Monday, October 25, 2010

Comfort at a Coffee Shop...


First off, a little disclaimer. I love how my God works. I love Him so much. A couple weeks ago, I prayed that he would make me fall so much more in love with Him. I prayed that He would reveal himself to me in ways that I've never known Him before. And what has He done? He has been faithful. A little BG for you here, last night at chapter, we had open-mic-night. Every single girl filled out an anonymous survey before walking into the dark, candle-lit room... We were supposed to circle Y or N if we had ever.... struggled with cutting, struggled with drugs or alcohol, struggled with certain (very specific) aspects of sexual immorality. Twenty-five different struggles were listed. The surveys were passed back out at random. The officers stood down at the front, and stood up for their own struggles (so stinkin' proud of those girls... they are so brave) and every other girl stood up for what someone else had circled. My heart broke at the amount of girls that struggle with eating disorders, self-mutilation, pornography... My heart broke at the things that I didn't have to stand up for because the survey I held in my hand wasn't marked, but I knew that whoever held my personal survey was standing. After this exercise, the floor was opened up for anyone to go down to the front and talk about what they were dealing with, how God was working through it, how angry they were at God... whatever it was. Basically, I cried all night last night. This is what Phi Lamb is about. Not date parties, not homecoming, not chapter... It's about your heart breaking for what breaks God's heart. Then... to top it all off, my quiet time this morning was In Phillipians 2.
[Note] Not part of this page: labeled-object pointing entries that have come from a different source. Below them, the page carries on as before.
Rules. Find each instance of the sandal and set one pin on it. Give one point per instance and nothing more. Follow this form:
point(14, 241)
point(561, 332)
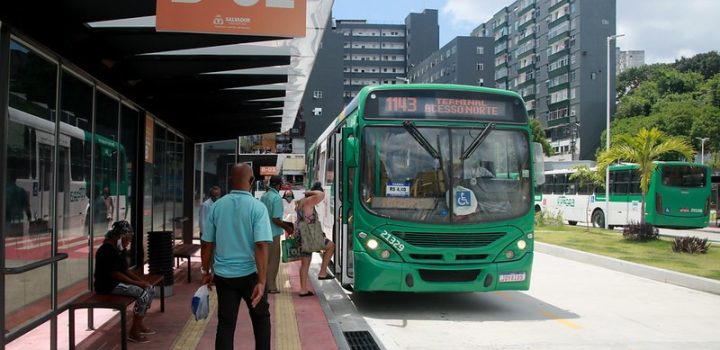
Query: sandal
point(139, 339)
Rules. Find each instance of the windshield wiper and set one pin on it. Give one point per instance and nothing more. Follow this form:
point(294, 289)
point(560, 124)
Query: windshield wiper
point(477, 141)
point(415, 133)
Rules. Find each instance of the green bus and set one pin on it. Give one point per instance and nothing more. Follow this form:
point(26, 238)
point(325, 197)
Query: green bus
point(679, 196)
point(429, 189)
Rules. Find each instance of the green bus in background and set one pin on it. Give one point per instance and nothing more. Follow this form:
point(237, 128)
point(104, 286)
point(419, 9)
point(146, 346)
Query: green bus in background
point(429, 189)
point(679, 196)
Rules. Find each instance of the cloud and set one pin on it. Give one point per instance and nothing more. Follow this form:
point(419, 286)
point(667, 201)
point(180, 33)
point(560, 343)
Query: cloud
point(472, 12)
point(669, 29)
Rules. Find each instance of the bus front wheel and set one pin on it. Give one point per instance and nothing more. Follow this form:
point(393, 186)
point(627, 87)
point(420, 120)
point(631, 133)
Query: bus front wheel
point(598, 219)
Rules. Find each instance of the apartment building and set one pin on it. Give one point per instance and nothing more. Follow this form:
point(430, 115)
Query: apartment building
point(382, 53)
point(629, 59)
point(554, 53)
point(464, 60)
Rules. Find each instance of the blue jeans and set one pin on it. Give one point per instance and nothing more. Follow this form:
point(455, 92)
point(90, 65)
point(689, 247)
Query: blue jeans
point(231, 291)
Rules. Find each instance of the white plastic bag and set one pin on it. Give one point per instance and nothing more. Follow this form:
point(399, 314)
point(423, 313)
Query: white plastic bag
point(201, 303)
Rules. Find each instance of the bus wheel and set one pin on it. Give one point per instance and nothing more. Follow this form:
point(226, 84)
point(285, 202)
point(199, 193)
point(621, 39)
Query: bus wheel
point(598, 219)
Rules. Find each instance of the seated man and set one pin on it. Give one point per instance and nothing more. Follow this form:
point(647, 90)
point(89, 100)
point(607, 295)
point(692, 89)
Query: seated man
point(113, 277)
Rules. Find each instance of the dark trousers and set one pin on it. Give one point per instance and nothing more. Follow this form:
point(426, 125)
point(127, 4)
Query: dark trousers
point(230, 292)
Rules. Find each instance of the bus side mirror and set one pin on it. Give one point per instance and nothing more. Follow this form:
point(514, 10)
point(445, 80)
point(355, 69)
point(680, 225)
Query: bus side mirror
point(350, 148)
point(539, 161)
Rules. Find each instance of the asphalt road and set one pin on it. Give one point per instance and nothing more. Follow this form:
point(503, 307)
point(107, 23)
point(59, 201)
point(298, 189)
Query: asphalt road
point(570, 305)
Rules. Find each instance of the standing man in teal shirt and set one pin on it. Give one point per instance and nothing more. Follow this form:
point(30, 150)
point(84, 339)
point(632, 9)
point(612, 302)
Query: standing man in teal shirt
point(237, 234)
point(273, 203)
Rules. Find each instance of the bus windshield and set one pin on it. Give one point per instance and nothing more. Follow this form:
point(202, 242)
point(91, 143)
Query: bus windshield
point(404, 181)
point(683, 176)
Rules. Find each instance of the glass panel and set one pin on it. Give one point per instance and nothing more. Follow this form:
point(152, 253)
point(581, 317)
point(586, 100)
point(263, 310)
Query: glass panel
point(28, 192)
point(27, 297)
point(105, 188)
point(178, 178)
point(159, 180)
point(493, 183)
point(73, 204)
point(402, 180)
point(683, 176)
point(128, 164)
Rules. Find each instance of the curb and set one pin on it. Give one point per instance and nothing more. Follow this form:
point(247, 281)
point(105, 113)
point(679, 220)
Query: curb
point(653, 273)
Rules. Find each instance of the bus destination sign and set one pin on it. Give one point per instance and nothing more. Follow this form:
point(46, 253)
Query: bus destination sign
point(444, 105)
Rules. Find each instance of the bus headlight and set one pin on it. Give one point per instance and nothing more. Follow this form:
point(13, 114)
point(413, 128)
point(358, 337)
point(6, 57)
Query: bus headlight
point(372, 244)
point(522, 244)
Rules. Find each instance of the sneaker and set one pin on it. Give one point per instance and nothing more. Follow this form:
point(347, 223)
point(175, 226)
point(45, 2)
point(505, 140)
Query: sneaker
point(141, 339)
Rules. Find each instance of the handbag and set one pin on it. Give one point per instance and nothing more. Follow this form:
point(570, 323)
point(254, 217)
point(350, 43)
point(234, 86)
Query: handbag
point(200, 304)
point(312, 235)
point(290, 251)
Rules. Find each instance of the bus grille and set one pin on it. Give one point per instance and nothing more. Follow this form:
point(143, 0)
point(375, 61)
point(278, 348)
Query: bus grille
point(449, 240)
point(449, 275)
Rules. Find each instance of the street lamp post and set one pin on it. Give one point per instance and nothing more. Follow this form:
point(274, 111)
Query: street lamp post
point(607, 132)
point(702, 148)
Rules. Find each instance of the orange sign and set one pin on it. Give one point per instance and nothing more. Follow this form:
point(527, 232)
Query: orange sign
point(268, 170)
point(284, 18)
point(149, 139)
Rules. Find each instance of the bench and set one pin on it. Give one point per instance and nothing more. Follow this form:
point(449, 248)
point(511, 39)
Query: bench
point(91, 301)
point(185, 251)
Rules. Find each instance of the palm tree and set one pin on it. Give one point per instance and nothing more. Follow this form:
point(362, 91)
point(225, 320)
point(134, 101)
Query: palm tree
point(643, 149)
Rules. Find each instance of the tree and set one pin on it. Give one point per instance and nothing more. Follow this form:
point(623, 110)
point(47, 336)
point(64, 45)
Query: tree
point(707, 64)
point(644, 149)
point(539, 136)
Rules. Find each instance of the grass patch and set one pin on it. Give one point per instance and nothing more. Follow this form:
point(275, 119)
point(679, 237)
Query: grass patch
point(657, 253)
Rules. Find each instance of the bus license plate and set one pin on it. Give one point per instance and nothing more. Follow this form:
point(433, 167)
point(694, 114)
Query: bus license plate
point(512, 277)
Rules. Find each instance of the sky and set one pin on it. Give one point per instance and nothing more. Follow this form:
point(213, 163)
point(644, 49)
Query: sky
point(665, 29)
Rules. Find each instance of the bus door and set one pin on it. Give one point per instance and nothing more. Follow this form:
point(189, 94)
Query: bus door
point(619, 202)
point(41, 197)
point(343, 248)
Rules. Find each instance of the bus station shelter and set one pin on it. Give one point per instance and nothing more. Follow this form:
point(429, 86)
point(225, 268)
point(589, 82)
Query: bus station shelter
point(100, 116)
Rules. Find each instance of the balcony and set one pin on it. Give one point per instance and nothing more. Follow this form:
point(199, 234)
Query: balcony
point(557, 4)
point(525, 7)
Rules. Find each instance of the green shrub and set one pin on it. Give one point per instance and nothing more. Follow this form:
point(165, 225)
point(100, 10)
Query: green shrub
point(636, 231)
point(690, 245)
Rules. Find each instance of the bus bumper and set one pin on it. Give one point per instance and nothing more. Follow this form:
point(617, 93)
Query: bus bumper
point(376, 275)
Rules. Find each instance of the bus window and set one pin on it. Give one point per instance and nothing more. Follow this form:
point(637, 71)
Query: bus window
point(683, 176)
point(77, 164)
point(560, 182)
point(635, 182)
point(547, 187)
point(621, 181)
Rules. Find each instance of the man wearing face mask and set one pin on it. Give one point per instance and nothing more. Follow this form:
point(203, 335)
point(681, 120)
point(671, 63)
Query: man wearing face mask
point(213, 195)
point(235, 258)
point(113, 277)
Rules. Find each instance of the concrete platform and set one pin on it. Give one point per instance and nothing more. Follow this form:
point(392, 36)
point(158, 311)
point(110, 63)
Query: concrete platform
point(297, 323)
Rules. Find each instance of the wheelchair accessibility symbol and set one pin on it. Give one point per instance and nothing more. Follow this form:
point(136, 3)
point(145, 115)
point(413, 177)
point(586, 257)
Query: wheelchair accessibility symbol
point(462, 198)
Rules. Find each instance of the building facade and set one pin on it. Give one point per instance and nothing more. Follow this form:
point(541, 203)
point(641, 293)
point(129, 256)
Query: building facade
point(464, 60)
point(381, 53)
point(554, 53)
point(629, 59)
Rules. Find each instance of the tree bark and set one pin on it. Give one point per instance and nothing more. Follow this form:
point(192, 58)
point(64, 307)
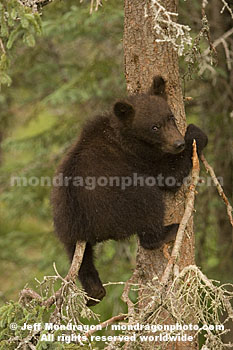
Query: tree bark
point(145, 58)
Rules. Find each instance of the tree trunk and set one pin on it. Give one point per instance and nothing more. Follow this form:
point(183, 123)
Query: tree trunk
point(145, 58)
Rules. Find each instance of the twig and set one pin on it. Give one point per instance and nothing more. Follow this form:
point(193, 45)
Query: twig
point(107, 323)
point(219, 188)
point(186, 216)
point(70, 277)
point(125, 294)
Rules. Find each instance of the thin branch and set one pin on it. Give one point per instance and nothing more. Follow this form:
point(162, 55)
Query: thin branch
point(186, 216)
point(2, 46)
point(219, 41)
point(125, 294)
point(28, 293)
point(107, 323)
point(219, 188)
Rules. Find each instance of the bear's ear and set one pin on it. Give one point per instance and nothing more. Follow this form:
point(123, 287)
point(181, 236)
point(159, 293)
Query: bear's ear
point(123, 110)
point(158, 87)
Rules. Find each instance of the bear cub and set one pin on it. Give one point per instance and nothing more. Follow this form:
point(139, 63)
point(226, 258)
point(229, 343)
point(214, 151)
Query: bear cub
point(138, 140)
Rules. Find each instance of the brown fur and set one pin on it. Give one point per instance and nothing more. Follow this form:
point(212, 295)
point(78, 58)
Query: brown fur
point(139, 136)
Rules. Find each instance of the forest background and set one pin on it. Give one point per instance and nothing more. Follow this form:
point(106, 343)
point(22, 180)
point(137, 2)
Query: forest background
point(74, 70)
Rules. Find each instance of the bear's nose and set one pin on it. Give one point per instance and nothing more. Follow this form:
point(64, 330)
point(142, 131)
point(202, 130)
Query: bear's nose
point(179, 145)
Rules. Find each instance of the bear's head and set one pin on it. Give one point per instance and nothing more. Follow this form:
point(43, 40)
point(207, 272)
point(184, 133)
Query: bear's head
point(147, 120)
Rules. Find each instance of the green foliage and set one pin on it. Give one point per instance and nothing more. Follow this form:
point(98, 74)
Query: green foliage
point(17, 22)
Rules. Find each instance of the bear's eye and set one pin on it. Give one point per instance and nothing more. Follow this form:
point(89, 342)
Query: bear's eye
point(155, 127)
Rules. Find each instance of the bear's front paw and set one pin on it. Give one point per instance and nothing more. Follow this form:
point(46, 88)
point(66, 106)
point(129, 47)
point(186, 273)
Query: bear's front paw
point(150, 244)
point(193, 132)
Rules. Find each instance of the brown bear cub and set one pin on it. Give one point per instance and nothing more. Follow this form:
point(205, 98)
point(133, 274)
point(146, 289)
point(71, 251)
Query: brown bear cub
point(114, 176)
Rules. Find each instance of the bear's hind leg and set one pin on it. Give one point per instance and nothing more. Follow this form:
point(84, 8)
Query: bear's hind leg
point(162, 234)
point(89, 277)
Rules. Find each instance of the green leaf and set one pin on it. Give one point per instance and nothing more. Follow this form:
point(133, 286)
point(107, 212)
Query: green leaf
point(5, 79)
point(24, 22)
point(29, 39)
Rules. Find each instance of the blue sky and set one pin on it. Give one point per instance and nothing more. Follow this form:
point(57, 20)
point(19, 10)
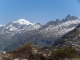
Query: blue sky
point(39, 11)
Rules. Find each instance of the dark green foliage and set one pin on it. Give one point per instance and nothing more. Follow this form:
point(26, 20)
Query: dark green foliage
point(67, 52)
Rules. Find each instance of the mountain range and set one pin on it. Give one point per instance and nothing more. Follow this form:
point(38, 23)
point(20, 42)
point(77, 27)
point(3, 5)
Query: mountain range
point(21, 32)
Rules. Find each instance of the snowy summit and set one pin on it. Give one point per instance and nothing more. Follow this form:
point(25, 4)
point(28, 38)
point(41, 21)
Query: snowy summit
point(24, 22)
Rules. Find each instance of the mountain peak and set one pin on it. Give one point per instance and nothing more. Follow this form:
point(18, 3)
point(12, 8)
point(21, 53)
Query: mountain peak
point(1, 25)
point(24, 22)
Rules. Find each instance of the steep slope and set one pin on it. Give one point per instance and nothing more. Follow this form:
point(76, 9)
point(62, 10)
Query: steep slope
point(72, 38)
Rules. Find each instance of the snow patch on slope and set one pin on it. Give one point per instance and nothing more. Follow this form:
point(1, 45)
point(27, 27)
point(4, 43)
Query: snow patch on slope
point(24, 22)
point(1, 25)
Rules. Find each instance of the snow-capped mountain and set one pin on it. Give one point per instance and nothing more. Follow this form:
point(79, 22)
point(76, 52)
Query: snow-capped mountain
point(60, 29)
point(19, 26)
"Look out for the dogs, look out for the evil-doers, look out for those who mutilate the flesh. For we are the circumcision, who worship by the Spirit of God and the glory in Christ Jesus and put no confidence in the flesh---though I myself have reason for confidence in the flesh also. If anyone else thinks he has reason for confidence in the flesh, I have more: circumcised on the eighth day, of the people of Israel, of the tribe of Benjamin, a Hebrew of Hebrews; as to the law, a Pharisee; as to zeal, a persecutor of the church; as to righteousness under the law, blameless. But whatever gain I had, I counted as loss for the sake of Christ. Indeed, I count everything as loss because of the surpassing worth of knowing Christ Jesus my Lord. For his sake I have suffered the loss of all things and count them as rubbish, in order that I may gain Christ and be found in him, not having a righteousness of my own that comes from the law, but that which comes through faith in Christ, the righteousness of my own that comes from the law, but that which comes through faith in Christ, the righteousness for God that depends on faith---that I may know him and the power of his resurrection, and may share his sufferings, becoming like him in his death, that by any means possible I may attain the resurrection from the dead."

I love how God's word is still alive. Put no confidence in our own accomplishments. It doesn't matter that I've been on this mission trip, or go to this church, or have been raised in a Jesus loving family... my flesh is still there, and it is so strong. Count everything as loss. Faith in Jesus Christ and being able to rely on His strength is what's going to get you through. So many girls stood up last night just in my chapter. You are not alone.

Sidenote: Sorry that this post was so long... there's just a lot on my heart this morning. Nothing soothes the soul like Jesus and Aspen coffee.